Markup redux

sujato · June 18, 2019, 7:18am

Background

In our legacy texts, we supplied a simple and consistent HTML structure, with the idea that the text can be pretty much plonked into a web page and work as-is. With the shift to JSON-based texts we have, so far, not deeply considered how this might be taken advantage of. This obviously has implications for our legacy texts as well as segmented.

This is not concerned with the internal markup of texts, which is fine. I am thinking about how best to represent to texts as a whole, and sections of texts.

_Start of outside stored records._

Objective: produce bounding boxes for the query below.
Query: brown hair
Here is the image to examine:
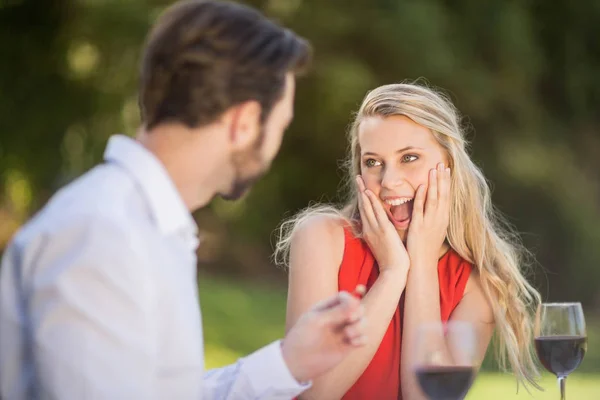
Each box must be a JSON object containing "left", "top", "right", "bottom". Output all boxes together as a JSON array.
[{"left": 139, "top": 0, "right": 311, "bottom": 129}]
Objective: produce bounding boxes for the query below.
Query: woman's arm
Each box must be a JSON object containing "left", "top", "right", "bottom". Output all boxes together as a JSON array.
[
  {"left": 286, "top": 217, "right": 407, "bottom": 400},
  {"left": 400, "top": 163, "right": 493, "bottom": 400},
  {"left": 400, "top": 264, "right": 494, "bottom": 400}
]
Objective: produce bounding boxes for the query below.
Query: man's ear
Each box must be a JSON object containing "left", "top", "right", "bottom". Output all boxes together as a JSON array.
[{"left": 226, "top": 100, "right": 262, "bottom": 150}]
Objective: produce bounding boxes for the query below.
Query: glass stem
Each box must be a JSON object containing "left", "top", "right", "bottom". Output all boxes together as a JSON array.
[{"left": 558, "top": 376, "right": 567, "bottom": 400}]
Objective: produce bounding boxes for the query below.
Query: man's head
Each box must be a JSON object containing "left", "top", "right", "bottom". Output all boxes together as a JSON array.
[{"left": 140, "top": 0, "right": 310, "bottom": 203}]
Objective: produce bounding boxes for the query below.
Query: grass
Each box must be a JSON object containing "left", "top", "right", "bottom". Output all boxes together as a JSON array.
[{"left": 200, "top": 275, "right": 600, "bottom": 400}]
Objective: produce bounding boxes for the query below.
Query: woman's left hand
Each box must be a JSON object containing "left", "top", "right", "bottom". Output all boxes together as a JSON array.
[{"left": 406, "top": 163, "right": 451, "bottom": 265}]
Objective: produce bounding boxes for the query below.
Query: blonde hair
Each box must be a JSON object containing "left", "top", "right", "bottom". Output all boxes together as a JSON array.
[{"left": 274, "top": 83, "right": 540, "bottom": 388}]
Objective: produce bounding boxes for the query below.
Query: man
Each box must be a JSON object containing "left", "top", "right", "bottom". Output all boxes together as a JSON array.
[{"left": 0, "top": 1, "right": 365, "bottom": 400}]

We made a number of compromises and assumptions in working in a web-based context. Moving towards a headless future, we should consider creating a more powerful and flexible representation of content, which can be processed for:

web pages
ebooks
PDF via LaTeX
voice

And so on.

Since the basic idea of SC is the sutta parallel we have always organized our content with the sutta as the primary unit. In our navigation, we therefore have a complex set of overlapping hierarchies, as the sutta parallels intersect with the structures of the texts themselves. For example, sometimes a sutta will parallel a part of another sutta, or a part of one sutta will parallel a range of other suttas.

In some cases the idea of a sutta is inadequate:

In some series of short texts where the individual text is only nominally extant (see an1 and an2).
Collections of verses, eg. Dhammapada.
In vinaya, the relation between the patimokkha and the vibhanga.
Certain long texts are included as division-length texts, not divided into suttas.

A simple case

So my first thought is this: let us eliminate “wrapping” from text markup.

Currently we have:

<section class="sutta" id="mn1"><article>

But whether something is a section or article is a property of a web page, not the text itself. The class of “sutta” is universal to all texts, so there is no need for it. The id can be inferred from the file name, or the segment numbers or whatever, there is no need for it.

So this markup need not be part of the text itself, it can be added as part of the pre-processing if needed.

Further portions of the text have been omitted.